Similar to other forms of angiosarcoma, primary angiosarcoma of the spleen commonly has early multifocal metastasis to the liver, lungs, lymph nodes, bone and ovaries through haematogenous spread. Characteristically, splenic tumour rupture with haemorrhagic shock facilitates peritoneal dissemination of the tumour and confers a very poor prognosis [10, 11]. Early splenectomy is the preferred therapeutic option, improving outcomes in both localized and metastatic disease, especially if performed before spontaneous splenic rupture [12-14]. Although unusual, local metastatic recurrence after surgery has also been described, as occurred in our case. Concurrent chemotherapy has been proposed, but with no specific and effective regimens described to date [14-18]. Local radiotherapy has been also used as a haemostatic measure. Nevertheless, the current average survival time is usually less than 6 months after diagnosis [2].

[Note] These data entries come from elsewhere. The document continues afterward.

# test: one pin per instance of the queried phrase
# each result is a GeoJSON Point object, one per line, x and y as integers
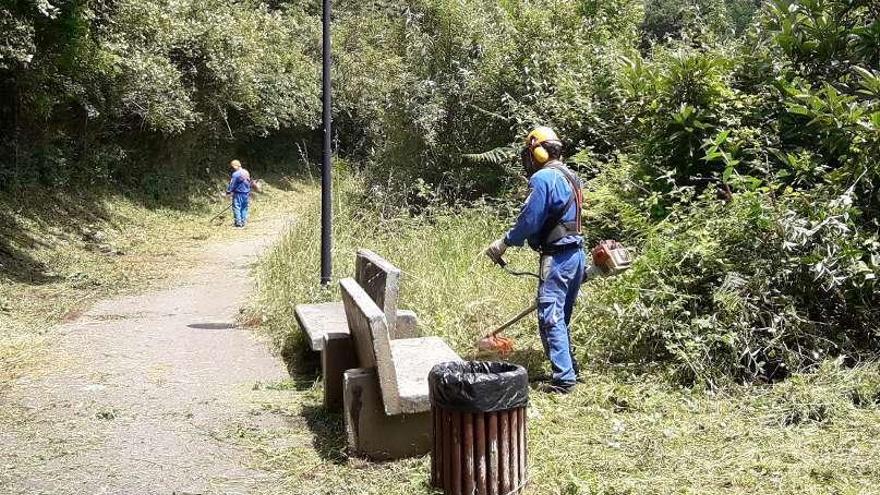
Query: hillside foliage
{"type": "Point", "coordinates": [732, 143]}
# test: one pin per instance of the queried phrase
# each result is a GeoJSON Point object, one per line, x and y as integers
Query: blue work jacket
{"type": "Point", "coordinates": [240, 182]}
{"type": "Point", "coordinates": [549, 192]}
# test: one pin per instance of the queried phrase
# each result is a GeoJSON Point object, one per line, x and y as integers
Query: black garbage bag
{"type": "Point", "coordinates": [479, 386]}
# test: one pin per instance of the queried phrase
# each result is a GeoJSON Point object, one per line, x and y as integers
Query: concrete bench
{"type": "Point", "coordinates": [381, 280]}
{"type": "Point", "coordinates": [326, 327]}
{"type": "Point", "coordinates": [386, 404]}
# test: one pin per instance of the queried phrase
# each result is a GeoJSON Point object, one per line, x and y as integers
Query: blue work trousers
{"type": "Point", "coordinates": [240, 209]}
{"type": "Point", "coordinates": [561, 277]}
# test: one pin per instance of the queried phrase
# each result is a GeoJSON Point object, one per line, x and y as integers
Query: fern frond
{"type": "Point", "coordinates": [497, 156]}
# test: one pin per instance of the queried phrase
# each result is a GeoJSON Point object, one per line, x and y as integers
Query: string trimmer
{"type": "Point", "coordinates": [609, 258]}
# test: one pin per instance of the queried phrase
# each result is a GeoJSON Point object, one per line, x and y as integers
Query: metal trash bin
{"type": "Point", "coordinates": [479, 413]}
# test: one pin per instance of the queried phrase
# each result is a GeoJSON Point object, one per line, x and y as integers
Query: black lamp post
{"type": "Point", "coordinates": [326, 180]}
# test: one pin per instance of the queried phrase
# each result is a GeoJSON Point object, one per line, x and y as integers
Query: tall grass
{"type": "Point", "coordinates": [456, 291]}
{"type": "Point", "coordinates": [633, 433]}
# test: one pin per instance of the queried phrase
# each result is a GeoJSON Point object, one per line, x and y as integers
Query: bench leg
{"type": "Point", "coordinates": [375, 435]}
{"type": "Point", "coordinates": [406, 326]}
{"type": "Point", "coordinates": [338, 355]}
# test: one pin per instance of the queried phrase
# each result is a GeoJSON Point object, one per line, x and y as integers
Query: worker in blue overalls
{"type": "Point", "coordinates": [550, 221]}
{"type": "Point", "coordinates": [239, 189]}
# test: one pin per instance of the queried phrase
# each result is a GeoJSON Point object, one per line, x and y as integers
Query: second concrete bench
{"type": "Point", "coordinates": [387, 409]}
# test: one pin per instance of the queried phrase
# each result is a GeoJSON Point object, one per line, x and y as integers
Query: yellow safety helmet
{"type": "Point", "coordinates": [536, 138]}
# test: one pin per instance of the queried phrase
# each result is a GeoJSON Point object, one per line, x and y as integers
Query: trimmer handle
{"type": "Point", "coordinates": [498, 260]}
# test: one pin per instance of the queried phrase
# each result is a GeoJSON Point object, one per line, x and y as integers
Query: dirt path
{"type": "Point", "coordinates": [148, 391]}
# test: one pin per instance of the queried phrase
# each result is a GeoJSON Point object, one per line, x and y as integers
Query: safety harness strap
{"type": "Point", "coordinates": [556, 228]}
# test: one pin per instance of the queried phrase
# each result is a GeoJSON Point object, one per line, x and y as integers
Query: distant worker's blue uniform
{"type": "Point", "coordinates": [562, 264]}
{"type": "Point", "coordinates": [240, 188]}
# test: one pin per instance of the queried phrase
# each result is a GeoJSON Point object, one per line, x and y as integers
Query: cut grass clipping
{"type": "Point", "coordinates": [619, 432]}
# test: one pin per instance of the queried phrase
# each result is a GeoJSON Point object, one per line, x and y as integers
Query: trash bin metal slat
{"type": "Point", "coordinates": [468, 450]}
{"type": "Point", "coordinates": [480, 433]}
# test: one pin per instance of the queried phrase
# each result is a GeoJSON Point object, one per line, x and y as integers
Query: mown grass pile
{"type": "Point", "coordinates": [629, 428]}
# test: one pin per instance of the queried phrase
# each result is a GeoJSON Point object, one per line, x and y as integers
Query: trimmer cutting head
{"type": "Point", "coordinates": [496, 344]}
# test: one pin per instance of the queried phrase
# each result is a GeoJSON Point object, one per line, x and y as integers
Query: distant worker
{"type": "Point", "coordinates": [550, 221]}
{"type": "Point", "coordinates": [240, 189]}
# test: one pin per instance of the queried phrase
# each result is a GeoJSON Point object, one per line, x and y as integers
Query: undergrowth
{"type": "Point", "coordinates": [61, 252]}
{"type": "Point", "coordinates": [629, 428]}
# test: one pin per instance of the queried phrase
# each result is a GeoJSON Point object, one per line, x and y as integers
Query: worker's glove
{"type": "Point", "coordinates": [496, 250]}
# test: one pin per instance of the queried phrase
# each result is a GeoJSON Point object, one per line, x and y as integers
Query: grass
{"type": "Point", "coordinates": [620, 433]}
{"type": "Point", "coordinates": [61, 252]}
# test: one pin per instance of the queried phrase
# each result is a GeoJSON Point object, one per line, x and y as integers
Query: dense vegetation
{"type": "Point", "coordinates": [732, 143]}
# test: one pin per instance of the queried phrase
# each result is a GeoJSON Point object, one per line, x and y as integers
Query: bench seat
{"type": "Point", "coordinates": [319, 320]}
{"type": "Point", "coordinates": [413, 360]}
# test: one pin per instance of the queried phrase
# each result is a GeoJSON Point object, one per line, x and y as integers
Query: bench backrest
{"type": "Point", "coordinates": [372, 340]}
{"type": "Point", "coordinates": [381, 280]}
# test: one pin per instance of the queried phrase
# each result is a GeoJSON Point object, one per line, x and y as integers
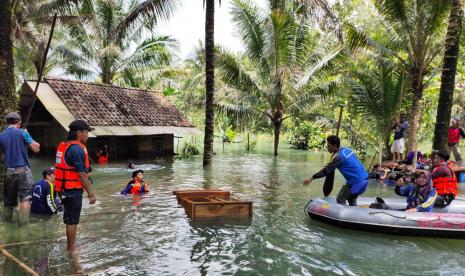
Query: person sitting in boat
{"type": "Point", "coordinates": [378, 173]}
{"type": "Point", "coordinates": [421, 196]}
{"type": "Point", "coordinates": [350, 167]}
{"type": "Point", "coordinates": [44, 199]}
{"type": "Point", "coordinates": [444, 179]}
{"type": "Point", "coordinates": [410, 155]}
{"type": "Point", "coordinates": [137, 185]}
{"type": "Point", "coordinates": [102, 155]}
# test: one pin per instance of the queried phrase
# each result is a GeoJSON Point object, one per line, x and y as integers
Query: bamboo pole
{"type": "Point", "coordinates": [21, 265]}
{"type": "Point", "coordinates": [41, 72]}
{"type": "Point", "coordinates": [339, 120]}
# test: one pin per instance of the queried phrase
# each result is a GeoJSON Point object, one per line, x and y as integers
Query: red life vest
{"type": "Point", "coordinates": [67, 177]}
{"type": "Point", "coordinates": [102, 159]}
{"type": "Point", "coordinates": [446, 185]}
{"type": "Point", "coordinates": [454, 135]}
{"type": "Point", "coordinates": [136, 189]}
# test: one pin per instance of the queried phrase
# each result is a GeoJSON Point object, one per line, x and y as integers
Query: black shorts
{"type": "Point", "coordinates": [72, 205]}
{"type": "Point", "coordinates": [18, 184]}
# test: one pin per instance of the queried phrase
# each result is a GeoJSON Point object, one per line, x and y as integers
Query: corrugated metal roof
{"type": "Point", "coordinates": [53, 104]}
{"type": "Point", "coordinates": [141, 130]}
{"type": "Point", "coordinates": [61, 113]}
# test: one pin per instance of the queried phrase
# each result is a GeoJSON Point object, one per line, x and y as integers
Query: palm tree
{"type": "Point", "coordinates": [109, 45]}
{"type": "Point", "coordinates": [285, 69]}
{"type": "Point", "coordinates": [408, 31]}
{"type": "Point", "coordinates": [449, 70]}
{"type": "Point", "coordinates": [376, 94]}
{"type": "Point", "coordinates": [209, 80]}
{"type": "Point", "coordinates": [7, 80]}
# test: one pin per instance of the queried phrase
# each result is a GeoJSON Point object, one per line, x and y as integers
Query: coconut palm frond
{"type": "Point", "coordinates": [145, 12]}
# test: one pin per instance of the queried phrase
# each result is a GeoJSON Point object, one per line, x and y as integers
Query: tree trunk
{"type": "Point", "coordinates": [277, 130]}
{"type": "Point", "coordinates": [7, 79]}
{"type": "Point", "coordinates": [415, 115]}
{"type": "Point", "coordinates": [449, 70]}
{"type": "Point", "coordinates": [209, 81]}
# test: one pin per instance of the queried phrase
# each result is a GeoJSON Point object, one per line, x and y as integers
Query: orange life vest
{"type": "Point", "coordinates": [67, 177]}
{"type": "Point", "coordinates": [446, 185]}
{"type": "Point", "coordinates": [136, 189]}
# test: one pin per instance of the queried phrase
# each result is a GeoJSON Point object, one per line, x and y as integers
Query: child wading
{"type": "Point", "coordinates": [137, 185]}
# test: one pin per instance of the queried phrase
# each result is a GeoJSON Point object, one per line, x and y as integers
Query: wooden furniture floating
{"type": "Point", "coordinates": [213, 204]}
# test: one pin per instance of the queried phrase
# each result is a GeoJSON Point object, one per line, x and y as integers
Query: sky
{"type": "Point", "coordinates": [187, 25]}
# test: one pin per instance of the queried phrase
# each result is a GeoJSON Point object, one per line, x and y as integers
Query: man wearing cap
{"type": "Point", "coordinates": [14, 143]}
{"type": "Point", "coordinates": [44, 199]}
{"type": "Point", "coordinates": [72, 169]}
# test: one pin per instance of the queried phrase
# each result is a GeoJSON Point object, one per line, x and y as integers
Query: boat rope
{"type": "Point", "coordinates": [438, 218]}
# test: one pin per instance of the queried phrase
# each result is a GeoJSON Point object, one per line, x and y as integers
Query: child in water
{"type": "Point", "coordinates": [137, 185]}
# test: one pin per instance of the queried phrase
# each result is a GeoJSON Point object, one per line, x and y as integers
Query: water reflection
{"type": "Point", "coordinates": [151, 235]}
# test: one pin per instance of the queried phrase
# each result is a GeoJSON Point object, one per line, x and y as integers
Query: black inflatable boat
{"type": "Point", "coordinates": [448, 222]}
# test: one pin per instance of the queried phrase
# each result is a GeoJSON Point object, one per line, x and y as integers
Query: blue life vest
{"type": "Point", "coordinates": [14, 147]}
{"type": "Point", "coordinates": [353, 171]}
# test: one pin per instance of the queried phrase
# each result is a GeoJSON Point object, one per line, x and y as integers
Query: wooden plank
{"type": "Point", "coordinates": [182, 194]}
{"type": "Point", "coordinates": [230, 210]}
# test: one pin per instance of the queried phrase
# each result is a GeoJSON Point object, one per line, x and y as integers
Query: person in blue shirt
{"type": "Point", "coordinates": [14, 144]}
{"type": "Point", "coordinates": [44, 198]}
{"type": "Point", "coordinates": [421, 196]}
{"type": "Point", "coordinates": [350, 167]}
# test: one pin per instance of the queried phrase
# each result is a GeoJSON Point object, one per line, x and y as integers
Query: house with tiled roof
{"type": "Point", "coordinates": [132, 122]}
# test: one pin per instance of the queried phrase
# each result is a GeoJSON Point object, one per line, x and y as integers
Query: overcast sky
{"type": "Point", "coordinates": [188, 25]}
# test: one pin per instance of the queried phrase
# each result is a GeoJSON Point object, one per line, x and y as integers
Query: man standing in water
{"type": "Point", "coordinates": [72, 169]}
{"type": "Point", "coordinates": [350, 167]}
{"type": "Point", "coordinates": [14, 143]}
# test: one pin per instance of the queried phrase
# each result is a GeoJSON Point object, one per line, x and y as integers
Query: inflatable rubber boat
{"type": "Point", "coordinates": [447, 222]}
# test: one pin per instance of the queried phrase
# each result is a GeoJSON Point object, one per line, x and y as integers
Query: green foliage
{"type": "Point", "coordinates": [229, 135]}
{"type": "Point", "coordinates": [308, 135]}
{"type": "Point", "coordinates": [189, 149]}
{"type": "Point", "coordinates": [170, 91]}
{"type": "Point", "coordinates": [111, 46]}
{"type": "Point", "coordinates": [250, 146]}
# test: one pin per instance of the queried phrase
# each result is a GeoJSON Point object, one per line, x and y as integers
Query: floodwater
{"type": "Point", "coordinates": [151, 235]}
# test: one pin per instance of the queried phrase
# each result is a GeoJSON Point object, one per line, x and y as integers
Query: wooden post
{"type": "Point", "coordinates": [339, 120]}
{"type": "Point", "coordinates": [21, 265]}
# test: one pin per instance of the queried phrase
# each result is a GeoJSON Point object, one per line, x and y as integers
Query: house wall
{"type": "Point", "coordinates": [132, 147]}
{"type": "Point", "coordinates": [49, 133]}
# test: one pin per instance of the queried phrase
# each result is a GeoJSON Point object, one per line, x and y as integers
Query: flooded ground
{"type": "Point", "coordinates": [151, 235]}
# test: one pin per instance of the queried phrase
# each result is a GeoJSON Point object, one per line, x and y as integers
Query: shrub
{"type": "Point", "coordinates": [307, 135]}
{"type": "Point", "coordinates": [189, 149]}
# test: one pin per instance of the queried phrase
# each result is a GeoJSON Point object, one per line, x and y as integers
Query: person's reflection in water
{"type": "Point", "coordinates": [75, 259]}
{"type": "Point", "coordinates": [209, 246]}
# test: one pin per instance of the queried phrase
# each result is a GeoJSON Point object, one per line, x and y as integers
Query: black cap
{"type": "Point", "coordinates": [13, 116]}
{"type": "Point", "coordinates": [134, 173]}
{"type": "Point", "coordinates": [79, 125]}
{"type": "Point", "coordinates": [48, 171]}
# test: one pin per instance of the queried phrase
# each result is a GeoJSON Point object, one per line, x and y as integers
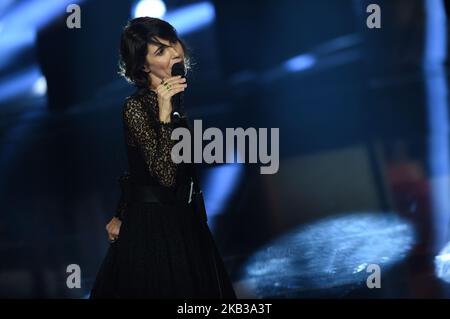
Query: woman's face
{"type": "Point", "coordinates": [160, 59]}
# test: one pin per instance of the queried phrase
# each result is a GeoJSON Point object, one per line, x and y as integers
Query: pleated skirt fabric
{"type": "Point", "coordinates": [163, 251]}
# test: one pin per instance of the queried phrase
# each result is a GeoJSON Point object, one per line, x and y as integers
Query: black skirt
{"type": "Point", "coordinates": [163, 251]}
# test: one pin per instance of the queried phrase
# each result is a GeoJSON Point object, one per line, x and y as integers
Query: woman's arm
{"type": "Point", "coordinates": [153, 140]}
{"type": "Point", "coordinates": [124, 182]}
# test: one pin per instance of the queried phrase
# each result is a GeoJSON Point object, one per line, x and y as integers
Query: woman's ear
{"type": "Point", "coordinates": [146, 69]}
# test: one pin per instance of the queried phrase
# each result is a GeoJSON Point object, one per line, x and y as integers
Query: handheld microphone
{"type": "Point", "coordinates": [177, 99]}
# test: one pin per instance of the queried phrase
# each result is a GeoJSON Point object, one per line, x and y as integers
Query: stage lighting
{"type": "Point", "coordinates": [149, 8]}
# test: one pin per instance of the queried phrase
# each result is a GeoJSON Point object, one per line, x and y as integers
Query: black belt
{"type": "Point", "coordinates": [152, 194]}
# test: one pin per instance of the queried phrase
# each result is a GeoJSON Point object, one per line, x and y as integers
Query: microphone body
{"type": "Point", "coordinates": [178, 99]}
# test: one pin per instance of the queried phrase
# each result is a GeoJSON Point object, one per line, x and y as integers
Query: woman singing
{"type": "Point", "coordinates": [161, 247]}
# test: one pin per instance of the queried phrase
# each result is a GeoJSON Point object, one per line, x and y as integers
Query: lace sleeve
{"type": "Point", "coordinates": [152, 139]}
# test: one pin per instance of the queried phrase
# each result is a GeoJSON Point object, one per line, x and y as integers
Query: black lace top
{"type": "Point", "coordinates": [148, 148]}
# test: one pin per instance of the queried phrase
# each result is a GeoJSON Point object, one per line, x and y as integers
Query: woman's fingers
{"type": "Point", "coordinates": [113, 229]}
{"type": "Point", "coordinates": [170, 82]}
{"type": "Point", "coordinates": [176, 88]}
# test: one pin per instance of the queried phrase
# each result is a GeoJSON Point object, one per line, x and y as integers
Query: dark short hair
{"type": "Point", "coordinates": [133, 47]}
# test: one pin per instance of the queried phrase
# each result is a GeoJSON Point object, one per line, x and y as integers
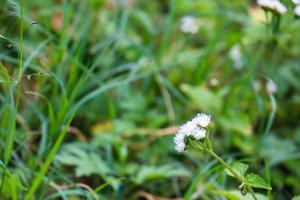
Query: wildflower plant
{"type": "Point", "coordinates": [194, 134]}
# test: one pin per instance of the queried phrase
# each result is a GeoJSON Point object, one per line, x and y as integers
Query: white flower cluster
{"type": "Point", "coordinates": [236, 57]}
{"type": "Point", "coordinates": [195, 127]}
{"type": "Point", "coordinates": [275, 5]}
{"type": "Point", "coordinates": [188, 25]}
{"type": "Point", "coordinates": [297, 8]}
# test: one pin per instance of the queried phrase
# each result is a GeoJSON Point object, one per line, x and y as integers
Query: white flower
{"type": "Point", "coordinates": [236, 56]}
{"type": "Point", "coordinates": [199, 133]}
{"type": "Point", "coordinates": [202, 120]}
{"type": "Point", "coordinates": [271, 87]}
{"type": "Point", "coordinates": [179, 138]}
{"type": "Point", "coordinates": [195, 127]}
{"type": "Point", "coordinates": [256, 85]}
{"type": "Point", "coordinates": [275, 5]}
{"type": "Point", "coordinates": [188, 128]}
{"type": "Point", "coordinates": [297, 2]}
{"type": "Point", "coordinates": [188, 25]}
{"type": "Point", "coordinates": [180, 147]}
{"type": "Point", "coordinates": [297, 10]}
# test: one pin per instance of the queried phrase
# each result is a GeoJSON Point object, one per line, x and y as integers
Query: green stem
{"type": "Point", "coordinates": [226, 165]}
{"type": "Point", "coordinates": [252, 193]}
{"type": "Point", "coordinates": [241, 179]}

In conclusion, a comprehensive approach should be carefully developed when studying splenic cystic masses, including consideration of infectious, vascular, autoimmune or malignant diseases. We report the case of an 81-year-old woman with relapsing haemothorax as the unusual presentation of primary angiosarcoma of the spleen. In our case, haemothorax was caused by local metastatic invasion and dissemination from the primary splenic location to the thoracic wall and pleural space, probably after an accidental rupture of the spleen during splenectomy. Therefore, although splenectomy is indicated in most cases of primary angiosarcoma of the spleen, it should be carefully performed in order to avoid metastatic dissemination of the tumour, as this can seriously worsen the already bad prognosis.